参入障壁の低さからくる高い廃業率 継続的な企業の存続の難しさ
今まさにEC業界に注目が集まっています。
総務省「通信利用動向調査」では、2009年のインターネットの利用者は実に9408万人。 その中でも大手検索サイト調査で、90%がインターネットショッピング経験があると答えています。

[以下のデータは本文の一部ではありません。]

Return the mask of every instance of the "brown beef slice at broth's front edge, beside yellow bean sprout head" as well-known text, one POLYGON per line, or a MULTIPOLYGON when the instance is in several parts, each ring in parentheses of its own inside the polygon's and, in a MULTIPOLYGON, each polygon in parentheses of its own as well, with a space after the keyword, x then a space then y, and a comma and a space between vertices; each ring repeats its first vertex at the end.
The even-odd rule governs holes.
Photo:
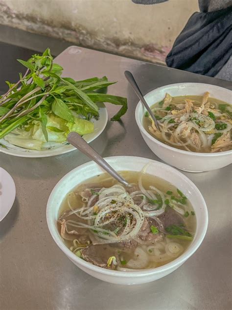
POLYGON ((107 266, 107 261, 111 256, 115 256, 117 262, 119 261, 116 250, 107 244, 90 245, 81 250, 81 256, 93 265, 108 269, 116 267, 113 263, 110 267, 107 266))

通販業界の市場規模がコンビニ、百貨店を上回り、小売業において、通販業界の一人勝ちといった様相を呈してきております。特に通販業界を牽引しているのがネット通販で、通販業界への新規参入=ネットショップのオープンといっても過言ではないでしょう。
一見、絶好調に見えますが、しかしながら、
「利益」を出し続けるのが難しい事は、実店舗と何も変わりはありません。
経済産業省が行った平成21年消費者向け電子商取引実態調査の調査結果によりますと、調査事業者2万7500社が生み出す総売上 3兆円のうち、その約75%は全体のわずか1.1%の企業が作り出しています。

まさに弱肉強食の世界と言えるでしょう。
中小企業の倒産要因を調べると、実に75%までもが「販売不振」。
販売形態が電子商取引である・ないに関わらず、企業経営は戦略なしでは立ち行かなくなっています。

慢性的な人手不足とITへの心理的な壁
そんな中、中小企業の一番の悩みである「人材」についても、EC業界ではより大きな問題であると言えます。 景気の悪さから、雇用過剰感ばかりがクローズアップされますが、技術者などの専門的な職業においては、まだまだ人が足りていません。
EC事業を行うに当たり、ITへの考え方、取り組みはまさに主軸と言えます。
しかし、そもそもITに強くない中小企業にとって、専門スタッフの雇用は、人事、給与、マネジメントなど、色々な面で問題が発生します。
まさにこの人材の壁が、日本のEC化・IT化を遅らせている原因ではないでしょうか。
物あまりの時代と呼ばれて久しいですが、貯蓄があるにもかかわらず、「欲しいものがない」と、なかなか個人の消費は伸びません。
「なぜこの商品を買わなくてはいけないのか」
消費者はシビアな目で消費をするようになりました。 競合と違うサービス、競合と違う仕組み、今まさにイノベーションが求められています。